Sign of the times: Lights out in Highland Park, MI
Cash strapped towns and cities are scrambling to find ways to save and keep services going. For Highland Park Michigan, the solution is both dangerous and sad:
As the sun dips below the rooftops each evening, parts of this Detroit enclave turn to pitch black, the only illumination coming from a few streetlights at the end of the block or from glowing yellow yard globes.
It wasn't always this way. But when the debt-ridden community could no longer afford its monthly electric bill, elected officials not only turned off 1,000 streetlights. They had them ripped out - bulbs, poles and all.

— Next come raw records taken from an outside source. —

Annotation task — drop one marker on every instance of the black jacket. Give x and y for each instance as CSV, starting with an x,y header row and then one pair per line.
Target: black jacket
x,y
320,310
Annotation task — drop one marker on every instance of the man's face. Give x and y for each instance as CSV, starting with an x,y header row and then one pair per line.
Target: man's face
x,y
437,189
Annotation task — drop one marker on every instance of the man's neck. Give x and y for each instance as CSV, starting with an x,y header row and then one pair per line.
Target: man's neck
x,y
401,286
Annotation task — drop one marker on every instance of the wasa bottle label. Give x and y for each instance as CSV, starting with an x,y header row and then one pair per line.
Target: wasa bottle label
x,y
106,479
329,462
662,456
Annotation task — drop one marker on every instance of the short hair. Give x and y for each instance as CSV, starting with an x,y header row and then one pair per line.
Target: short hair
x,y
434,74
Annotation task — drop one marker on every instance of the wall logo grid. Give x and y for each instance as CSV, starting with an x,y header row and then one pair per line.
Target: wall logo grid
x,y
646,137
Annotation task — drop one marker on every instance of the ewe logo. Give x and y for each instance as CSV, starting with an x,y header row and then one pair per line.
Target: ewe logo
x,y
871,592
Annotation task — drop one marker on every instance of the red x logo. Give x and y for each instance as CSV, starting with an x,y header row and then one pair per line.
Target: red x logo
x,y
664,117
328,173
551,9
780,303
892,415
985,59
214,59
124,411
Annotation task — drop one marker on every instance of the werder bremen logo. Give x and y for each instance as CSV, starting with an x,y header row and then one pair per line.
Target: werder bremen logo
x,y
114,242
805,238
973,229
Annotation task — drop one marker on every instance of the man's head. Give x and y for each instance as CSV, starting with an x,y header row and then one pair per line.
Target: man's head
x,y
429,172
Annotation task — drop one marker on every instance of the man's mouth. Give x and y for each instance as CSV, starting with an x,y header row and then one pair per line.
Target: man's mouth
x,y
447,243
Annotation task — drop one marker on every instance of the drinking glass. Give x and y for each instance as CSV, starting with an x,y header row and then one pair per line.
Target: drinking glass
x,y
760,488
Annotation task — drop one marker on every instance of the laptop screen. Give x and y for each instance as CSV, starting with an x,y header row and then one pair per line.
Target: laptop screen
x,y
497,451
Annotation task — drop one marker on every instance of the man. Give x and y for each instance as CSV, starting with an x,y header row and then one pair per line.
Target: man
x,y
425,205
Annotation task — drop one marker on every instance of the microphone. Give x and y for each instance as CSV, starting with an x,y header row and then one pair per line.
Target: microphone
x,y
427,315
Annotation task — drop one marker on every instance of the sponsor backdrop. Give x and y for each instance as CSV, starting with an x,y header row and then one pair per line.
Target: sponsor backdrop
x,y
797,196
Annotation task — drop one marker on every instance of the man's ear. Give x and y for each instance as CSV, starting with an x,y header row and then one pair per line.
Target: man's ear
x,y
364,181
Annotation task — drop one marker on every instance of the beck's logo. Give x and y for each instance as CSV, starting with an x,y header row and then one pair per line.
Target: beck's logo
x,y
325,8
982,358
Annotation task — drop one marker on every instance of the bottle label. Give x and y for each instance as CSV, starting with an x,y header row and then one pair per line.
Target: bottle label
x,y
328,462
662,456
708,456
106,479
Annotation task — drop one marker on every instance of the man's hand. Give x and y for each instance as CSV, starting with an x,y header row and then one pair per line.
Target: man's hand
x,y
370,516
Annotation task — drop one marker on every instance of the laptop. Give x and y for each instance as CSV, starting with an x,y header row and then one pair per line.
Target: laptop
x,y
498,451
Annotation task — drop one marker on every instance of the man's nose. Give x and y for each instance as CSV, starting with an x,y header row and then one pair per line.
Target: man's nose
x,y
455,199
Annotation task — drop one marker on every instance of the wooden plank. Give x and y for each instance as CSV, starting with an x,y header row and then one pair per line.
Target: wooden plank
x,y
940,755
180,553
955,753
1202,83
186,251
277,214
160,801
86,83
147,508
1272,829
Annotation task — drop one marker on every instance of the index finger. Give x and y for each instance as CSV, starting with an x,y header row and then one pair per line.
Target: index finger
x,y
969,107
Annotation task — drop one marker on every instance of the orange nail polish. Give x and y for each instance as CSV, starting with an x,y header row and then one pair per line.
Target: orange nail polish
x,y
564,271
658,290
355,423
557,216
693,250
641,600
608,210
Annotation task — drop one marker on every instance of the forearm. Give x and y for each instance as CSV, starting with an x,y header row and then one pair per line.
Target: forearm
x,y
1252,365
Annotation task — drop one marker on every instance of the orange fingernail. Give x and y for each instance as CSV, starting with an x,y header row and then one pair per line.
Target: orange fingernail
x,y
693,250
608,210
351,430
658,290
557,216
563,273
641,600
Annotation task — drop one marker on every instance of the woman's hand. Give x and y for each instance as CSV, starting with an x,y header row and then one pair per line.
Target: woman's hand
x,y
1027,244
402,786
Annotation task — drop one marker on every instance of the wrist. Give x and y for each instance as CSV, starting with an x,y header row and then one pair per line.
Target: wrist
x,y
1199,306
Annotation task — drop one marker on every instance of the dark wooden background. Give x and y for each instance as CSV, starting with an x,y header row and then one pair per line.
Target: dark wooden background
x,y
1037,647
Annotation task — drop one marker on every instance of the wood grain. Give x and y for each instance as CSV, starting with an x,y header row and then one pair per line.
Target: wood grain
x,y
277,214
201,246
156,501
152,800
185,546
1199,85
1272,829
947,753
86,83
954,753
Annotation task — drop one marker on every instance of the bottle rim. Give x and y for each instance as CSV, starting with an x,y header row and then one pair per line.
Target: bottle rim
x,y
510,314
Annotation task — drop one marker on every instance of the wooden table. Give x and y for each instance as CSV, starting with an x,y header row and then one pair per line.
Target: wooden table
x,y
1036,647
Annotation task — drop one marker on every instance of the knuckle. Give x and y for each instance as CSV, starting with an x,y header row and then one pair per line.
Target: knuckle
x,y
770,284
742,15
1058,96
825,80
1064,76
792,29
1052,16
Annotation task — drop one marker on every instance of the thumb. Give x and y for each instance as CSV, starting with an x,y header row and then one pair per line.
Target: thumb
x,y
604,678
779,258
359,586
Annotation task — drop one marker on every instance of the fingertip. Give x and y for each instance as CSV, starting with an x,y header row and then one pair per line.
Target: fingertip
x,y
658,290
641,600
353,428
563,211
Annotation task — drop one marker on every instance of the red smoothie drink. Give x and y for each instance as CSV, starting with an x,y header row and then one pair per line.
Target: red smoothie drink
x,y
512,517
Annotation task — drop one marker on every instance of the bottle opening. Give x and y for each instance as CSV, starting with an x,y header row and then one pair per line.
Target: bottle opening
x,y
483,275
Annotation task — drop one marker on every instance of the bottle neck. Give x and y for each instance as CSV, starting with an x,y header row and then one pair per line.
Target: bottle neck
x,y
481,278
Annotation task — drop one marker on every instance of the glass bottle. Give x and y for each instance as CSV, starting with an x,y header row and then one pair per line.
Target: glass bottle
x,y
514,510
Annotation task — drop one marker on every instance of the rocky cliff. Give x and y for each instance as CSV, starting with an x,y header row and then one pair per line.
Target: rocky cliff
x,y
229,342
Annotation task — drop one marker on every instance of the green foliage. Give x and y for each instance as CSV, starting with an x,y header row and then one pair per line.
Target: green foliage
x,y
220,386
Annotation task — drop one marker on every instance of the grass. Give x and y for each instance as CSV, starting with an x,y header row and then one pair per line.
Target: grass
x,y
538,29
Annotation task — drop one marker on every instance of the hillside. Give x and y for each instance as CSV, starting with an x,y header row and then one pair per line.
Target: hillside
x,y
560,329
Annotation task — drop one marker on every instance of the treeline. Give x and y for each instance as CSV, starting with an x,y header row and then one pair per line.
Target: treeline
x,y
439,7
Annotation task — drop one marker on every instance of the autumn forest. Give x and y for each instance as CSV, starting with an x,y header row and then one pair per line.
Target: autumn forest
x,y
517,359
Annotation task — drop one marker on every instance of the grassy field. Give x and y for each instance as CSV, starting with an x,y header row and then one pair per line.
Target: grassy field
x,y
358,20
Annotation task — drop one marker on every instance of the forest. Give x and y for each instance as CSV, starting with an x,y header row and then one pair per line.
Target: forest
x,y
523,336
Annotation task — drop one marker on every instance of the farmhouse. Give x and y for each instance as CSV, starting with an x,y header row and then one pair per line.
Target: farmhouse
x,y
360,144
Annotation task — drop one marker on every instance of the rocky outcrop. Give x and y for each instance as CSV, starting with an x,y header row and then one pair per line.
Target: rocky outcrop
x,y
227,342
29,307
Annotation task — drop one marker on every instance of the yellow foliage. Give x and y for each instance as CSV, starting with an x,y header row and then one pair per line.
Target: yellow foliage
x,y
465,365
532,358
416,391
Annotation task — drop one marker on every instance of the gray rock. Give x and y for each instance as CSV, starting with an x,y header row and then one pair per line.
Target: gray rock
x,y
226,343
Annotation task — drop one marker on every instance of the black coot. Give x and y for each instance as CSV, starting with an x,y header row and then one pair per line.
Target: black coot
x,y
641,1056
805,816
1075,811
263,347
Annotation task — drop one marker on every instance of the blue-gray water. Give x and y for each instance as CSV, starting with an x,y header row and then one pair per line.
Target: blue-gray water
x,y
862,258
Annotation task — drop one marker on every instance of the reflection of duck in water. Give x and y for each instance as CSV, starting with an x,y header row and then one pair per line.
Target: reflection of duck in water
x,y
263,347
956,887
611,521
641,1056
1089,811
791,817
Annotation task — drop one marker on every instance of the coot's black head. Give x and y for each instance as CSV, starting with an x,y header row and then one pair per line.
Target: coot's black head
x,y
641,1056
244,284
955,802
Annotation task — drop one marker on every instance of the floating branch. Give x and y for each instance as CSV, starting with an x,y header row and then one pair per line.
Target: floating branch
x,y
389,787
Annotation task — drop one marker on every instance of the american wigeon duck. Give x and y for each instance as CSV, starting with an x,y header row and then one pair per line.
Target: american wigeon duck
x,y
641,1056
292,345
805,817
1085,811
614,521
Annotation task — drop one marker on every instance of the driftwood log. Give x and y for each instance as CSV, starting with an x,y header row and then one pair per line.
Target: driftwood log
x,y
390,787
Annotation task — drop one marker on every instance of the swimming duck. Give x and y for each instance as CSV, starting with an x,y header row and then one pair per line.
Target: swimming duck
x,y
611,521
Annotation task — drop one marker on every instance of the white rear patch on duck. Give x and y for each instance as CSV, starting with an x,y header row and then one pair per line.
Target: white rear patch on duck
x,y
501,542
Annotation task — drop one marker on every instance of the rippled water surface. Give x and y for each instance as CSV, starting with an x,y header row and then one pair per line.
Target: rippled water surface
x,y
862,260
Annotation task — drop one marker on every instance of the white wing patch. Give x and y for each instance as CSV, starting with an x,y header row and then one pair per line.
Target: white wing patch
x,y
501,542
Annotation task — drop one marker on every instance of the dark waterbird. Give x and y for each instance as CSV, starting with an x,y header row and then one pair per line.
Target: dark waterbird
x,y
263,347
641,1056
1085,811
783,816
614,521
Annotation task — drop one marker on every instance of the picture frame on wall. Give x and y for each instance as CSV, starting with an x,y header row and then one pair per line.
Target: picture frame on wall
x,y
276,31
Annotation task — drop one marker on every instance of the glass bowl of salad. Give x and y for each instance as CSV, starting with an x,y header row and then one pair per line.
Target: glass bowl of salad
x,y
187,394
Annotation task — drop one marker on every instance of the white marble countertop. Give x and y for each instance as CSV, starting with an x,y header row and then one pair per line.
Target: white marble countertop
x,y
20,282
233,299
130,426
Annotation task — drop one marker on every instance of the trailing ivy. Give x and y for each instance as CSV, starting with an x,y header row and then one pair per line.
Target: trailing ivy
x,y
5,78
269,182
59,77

Now nightfall cloaks most neighborhoods in inky darkness.
"How can you darken any city?" asked Victoria Dowdell, standing in the halo of a light in her front yard. "I think that was a disgrace. She said the decision endangers everyone, especially people who have to walk around at night or catch the bus.
Highland Park's decision is one of the nation's most extreme austerity measures, even among the scores of communities that can no longer afford to provide basic services.
Other towns have postponed roadwork, cut back on trash collection and closed libraries, for example. But to people left in the dark night after night, removing streetlights seems more drastic. And unlike many other cutbacks that can easily be reversed, this one appears to be permanent.
The city is $58 million in debt and has many more people than jobs, plus dozens of burned-out or vacant houses and buildings. With fewer than 12,000 residents, its population has dwindled to half the level from 20 years ago.
We are liable to see more of this - and worse - as the recession continues.